General Nathaniel Banks meets with President Lincoln about Louisiana.
President Lincoln writes New York Times Editor Henry J. Raymond: “I well remember the meetings herein narrated. See nothing for me to object to in the narrative as being made by General McDowell, except the phrase attributed to me “of the Jacobinism of Congress,” which phrase I do not remember using literally or in substance, and which I wish not to be published in any event.”
After several days waiting for an interview, a young Missouri woman meets with President Lincoln: “”When I entered he raised his tired eyes, oh so tired, and with a worn look I can never, never forget. As I advanced, and before he spoke, I said: ‘Mr. Lincoln, you must pardon this intrusion, but I just could not wait any longer to see you.’ The saintly man then reached out his friendly hand and said: ‘No intnision at all, not the least. Sit down, my child, sit down, and let me know what I can do for you.’ I suggested that probably he was too tired. He replied: ‘I am tired, but I am waiting to say good-bye to two friends from Chicago, who are going on the train at 7.’”

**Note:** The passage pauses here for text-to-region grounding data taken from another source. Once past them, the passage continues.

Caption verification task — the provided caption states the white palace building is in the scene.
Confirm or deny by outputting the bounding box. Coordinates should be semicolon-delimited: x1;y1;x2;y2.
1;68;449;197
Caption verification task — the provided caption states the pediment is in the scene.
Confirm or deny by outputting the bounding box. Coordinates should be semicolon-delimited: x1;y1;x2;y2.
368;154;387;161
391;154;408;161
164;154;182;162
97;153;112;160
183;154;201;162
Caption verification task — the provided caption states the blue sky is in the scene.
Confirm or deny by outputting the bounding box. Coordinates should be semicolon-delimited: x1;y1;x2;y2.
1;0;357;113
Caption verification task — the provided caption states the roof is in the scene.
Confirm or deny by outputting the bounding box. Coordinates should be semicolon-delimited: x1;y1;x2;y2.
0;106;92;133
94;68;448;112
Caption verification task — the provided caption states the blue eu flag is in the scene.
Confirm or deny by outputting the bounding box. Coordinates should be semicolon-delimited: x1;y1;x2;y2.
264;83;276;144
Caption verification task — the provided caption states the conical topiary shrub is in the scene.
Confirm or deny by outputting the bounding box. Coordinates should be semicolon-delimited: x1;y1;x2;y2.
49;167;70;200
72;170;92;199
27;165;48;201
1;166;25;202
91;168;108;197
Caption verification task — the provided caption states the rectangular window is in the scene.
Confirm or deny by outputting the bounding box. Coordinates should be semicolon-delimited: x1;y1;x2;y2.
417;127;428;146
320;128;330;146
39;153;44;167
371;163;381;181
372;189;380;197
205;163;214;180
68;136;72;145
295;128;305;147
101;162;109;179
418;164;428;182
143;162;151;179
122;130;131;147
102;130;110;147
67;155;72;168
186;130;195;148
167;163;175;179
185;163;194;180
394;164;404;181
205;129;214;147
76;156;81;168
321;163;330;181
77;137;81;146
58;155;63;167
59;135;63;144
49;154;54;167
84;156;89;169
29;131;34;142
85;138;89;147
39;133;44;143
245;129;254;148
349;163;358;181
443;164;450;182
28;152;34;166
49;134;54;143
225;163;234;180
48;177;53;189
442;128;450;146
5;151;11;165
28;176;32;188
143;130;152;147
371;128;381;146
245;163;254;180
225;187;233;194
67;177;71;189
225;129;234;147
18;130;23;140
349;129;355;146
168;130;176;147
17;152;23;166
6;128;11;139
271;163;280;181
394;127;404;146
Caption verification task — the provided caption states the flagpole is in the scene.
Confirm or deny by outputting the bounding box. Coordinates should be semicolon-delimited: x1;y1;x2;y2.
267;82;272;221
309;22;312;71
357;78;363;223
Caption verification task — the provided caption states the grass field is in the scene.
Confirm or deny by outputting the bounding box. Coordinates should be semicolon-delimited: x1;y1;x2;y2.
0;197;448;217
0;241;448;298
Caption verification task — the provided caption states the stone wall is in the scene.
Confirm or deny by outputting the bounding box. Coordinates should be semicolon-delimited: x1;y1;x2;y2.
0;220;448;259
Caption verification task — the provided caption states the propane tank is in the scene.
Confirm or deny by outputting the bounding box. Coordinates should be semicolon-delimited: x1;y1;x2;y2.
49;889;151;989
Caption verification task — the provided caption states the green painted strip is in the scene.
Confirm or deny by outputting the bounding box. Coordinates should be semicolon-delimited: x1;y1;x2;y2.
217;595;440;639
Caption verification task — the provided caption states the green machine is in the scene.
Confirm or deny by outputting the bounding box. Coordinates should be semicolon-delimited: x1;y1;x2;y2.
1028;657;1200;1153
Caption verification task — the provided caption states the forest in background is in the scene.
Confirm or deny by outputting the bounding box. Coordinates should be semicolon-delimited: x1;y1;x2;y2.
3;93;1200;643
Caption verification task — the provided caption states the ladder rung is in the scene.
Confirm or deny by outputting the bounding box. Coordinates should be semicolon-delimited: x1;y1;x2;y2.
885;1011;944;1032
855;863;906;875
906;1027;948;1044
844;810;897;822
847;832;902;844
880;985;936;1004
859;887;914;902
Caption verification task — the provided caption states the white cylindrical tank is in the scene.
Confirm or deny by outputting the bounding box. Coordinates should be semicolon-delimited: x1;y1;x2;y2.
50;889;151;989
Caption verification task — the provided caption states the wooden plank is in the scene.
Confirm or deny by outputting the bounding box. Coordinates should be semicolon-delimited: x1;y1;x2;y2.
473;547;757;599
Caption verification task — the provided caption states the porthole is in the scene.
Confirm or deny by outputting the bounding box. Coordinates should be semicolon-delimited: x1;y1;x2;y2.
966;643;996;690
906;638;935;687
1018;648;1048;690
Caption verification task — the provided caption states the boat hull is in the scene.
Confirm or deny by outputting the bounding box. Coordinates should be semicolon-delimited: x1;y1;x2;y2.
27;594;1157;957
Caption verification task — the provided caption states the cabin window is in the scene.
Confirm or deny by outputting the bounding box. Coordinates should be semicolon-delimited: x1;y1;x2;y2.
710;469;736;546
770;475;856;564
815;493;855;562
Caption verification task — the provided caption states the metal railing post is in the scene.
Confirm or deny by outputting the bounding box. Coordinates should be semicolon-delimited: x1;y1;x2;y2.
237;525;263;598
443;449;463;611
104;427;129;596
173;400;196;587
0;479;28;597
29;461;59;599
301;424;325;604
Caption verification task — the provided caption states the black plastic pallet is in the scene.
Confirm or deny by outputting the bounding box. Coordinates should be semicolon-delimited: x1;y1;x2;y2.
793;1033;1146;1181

She remembered: “I briefly explained to him the case before me, saying that Hayden had been in prison fifteen months; that he was a Union man, forced from his home by the rebels, etc.; that his wife had died since he had been in prison, leaving five little children with his very aged mother, who had lately lost her eyesight. I had, besides, a large envelope filled with letters of recommendation from different officers of the department of Missouri; also a petition drawn up by myself, signed by the Union neighbors of Mr. Hayden; appended to it a certificate of their loyalty, signed by the county clerk, Wallace Permott, who had affixed the seal of the county court. To all of the above, Senator John B. Henderson had added an endorsement for myself, in strong, impressive language.
She was fortunate to have met some Lincoln friends: “”When I offered my papers to the president, he didn’t touch them, but said, without raising a hand: ‘Now, suppose you read them over for me. Your eyes are younger than mine. Besides, as I told you, I am very, very tired.’
By accident, the petition was the first thing I took up. When I came to John B. Henderson’s name he reached out and said quickly: ‘Let me see that.’ As he glanced over it to the bottom, he laid the paper down, slapped his hand upon the table and exclaimed: ‘Plague on me, if that ain’t John Henderson’s signature. Well, I’ll release this man just because John Henderson asks me to do it. I know he wouldn’t ask me if it wasn’t right, nor send any one here that would do anything detrimental to our government. Come in tomorrow at 8 o’clock — M’nd, at 8 precisely. Bring that petition with John Henderson’s name on it and I’ll fix you so you can get this man out of prison.’ He then seemed interested and asked me several questions about men and matters in Northeast Missouri.”
She was joined by Colonel Thomas Turner and Colonel Hancock. President Lincoln invited them all to dinner the next night: “No formality at dinner tomorrow, not a bit”.